Japanese oil major Eneos acquires renewables firm JRE

Energy Disrupter

Japan’s oil refiner and distributor Eneos Corporation has agreed to acquire all the shares of Japan Renewable Energy Corporation (JRE).

Renewables developer JRE is owned by US bank Goldman Sachs Asset Management and Singapore sovereign wealth fund GIC Private Limited.

The transaction is expected to close in January 2022 and is priced at more than JPY200 billion ($1.7 billion), according to local press reports.

The acquisition of JRE fits in with Eneos’s strategy to “contribute to the development of a decarbonised, recycling-oriented society”. Eneos plans to invest JPY 400 billion in renewables up to March 2023.

Established in 2012, JRE has built up a portfolio of about 60 renewable assets in Japan and Taiwan including solar, onshore wind and biomass. As of September 2021, JRE had 877MW of capacity in operation or under construction.

Ang Eng Seng, CIO of infrastructure at GIC, said: “JRE is now a leading renewable energy company in the country and GIC is pleased to have played a part in that growth. We believe the company will continue to grow under the new ownership.”

Eneos is expected to leverage JRE’s expertise to shift away from fossil fuels and become a player in the offshore wind power sector. 

In July 2021 Eneos announced that it was collaborating with floating platform manufacturer BW Ideol to develop a commercial-scale floating offshore wind farm off Japan.

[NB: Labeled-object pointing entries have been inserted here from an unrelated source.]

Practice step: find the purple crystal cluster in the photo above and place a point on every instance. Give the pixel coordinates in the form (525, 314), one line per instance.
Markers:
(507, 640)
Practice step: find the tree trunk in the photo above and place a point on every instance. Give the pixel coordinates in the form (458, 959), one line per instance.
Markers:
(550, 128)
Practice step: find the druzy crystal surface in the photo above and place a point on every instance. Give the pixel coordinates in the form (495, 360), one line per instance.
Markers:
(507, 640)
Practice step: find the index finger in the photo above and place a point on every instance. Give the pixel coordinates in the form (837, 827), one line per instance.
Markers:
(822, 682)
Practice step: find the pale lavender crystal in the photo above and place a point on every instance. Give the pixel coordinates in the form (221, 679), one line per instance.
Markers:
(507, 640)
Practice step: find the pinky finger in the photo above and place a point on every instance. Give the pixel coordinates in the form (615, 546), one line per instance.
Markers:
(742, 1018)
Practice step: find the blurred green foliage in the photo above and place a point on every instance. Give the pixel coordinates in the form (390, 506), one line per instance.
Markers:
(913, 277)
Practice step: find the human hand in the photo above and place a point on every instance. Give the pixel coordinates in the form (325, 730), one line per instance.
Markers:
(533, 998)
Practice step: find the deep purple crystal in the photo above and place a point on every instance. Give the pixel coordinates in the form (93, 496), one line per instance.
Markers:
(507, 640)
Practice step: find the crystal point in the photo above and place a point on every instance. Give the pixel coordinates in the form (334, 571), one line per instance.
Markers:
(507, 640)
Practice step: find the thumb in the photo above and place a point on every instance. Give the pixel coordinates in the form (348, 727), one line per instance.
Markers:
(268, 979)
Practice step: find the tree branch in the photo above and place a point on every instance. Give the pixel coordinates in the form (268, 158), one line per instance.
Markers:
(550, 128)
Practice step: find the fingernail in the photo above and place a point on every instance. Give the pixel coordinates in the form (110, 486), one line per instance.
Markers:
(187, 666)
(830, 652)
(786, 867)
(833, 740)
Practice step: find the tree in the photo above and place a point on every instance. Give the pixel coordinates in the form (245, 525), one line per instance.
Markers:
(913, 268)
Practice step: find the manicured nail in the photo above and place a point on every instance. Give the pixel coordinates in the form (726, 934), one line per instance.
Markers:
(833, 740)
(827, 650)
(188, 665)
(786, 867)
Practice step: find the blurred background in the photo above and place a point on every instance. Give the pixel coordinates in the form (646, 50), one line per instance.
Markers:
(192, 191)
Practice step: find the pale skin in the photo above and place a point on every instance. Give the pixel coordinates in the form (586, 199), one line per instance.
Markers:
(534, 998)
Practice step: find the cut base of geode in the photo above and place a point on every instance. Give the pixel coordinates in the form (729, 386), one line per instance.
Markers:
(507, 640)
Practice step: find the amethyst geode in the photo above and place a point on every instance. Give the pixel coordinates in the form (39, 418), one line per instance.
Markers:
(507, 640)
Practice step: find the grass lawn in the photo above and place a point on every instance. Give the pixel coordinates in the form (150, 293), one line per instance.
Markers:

Eneos was one of six companies in a consortium led by Toda Corporation that won a Japanese government tender in June 2021 to build a 16.8MW project off Goto City, Nagasaki.

Meanwhile, JRE is co-developing a 300MW offshore wind project off Japan’s southern island of Kyushu with Wpd.

The Japanese government has a target to install 45GW of offshore wind power by 2040. Although Japan has no large-scale offshore wind farms currently in operation, it has a multi-gigawatt pipeline of planned projects.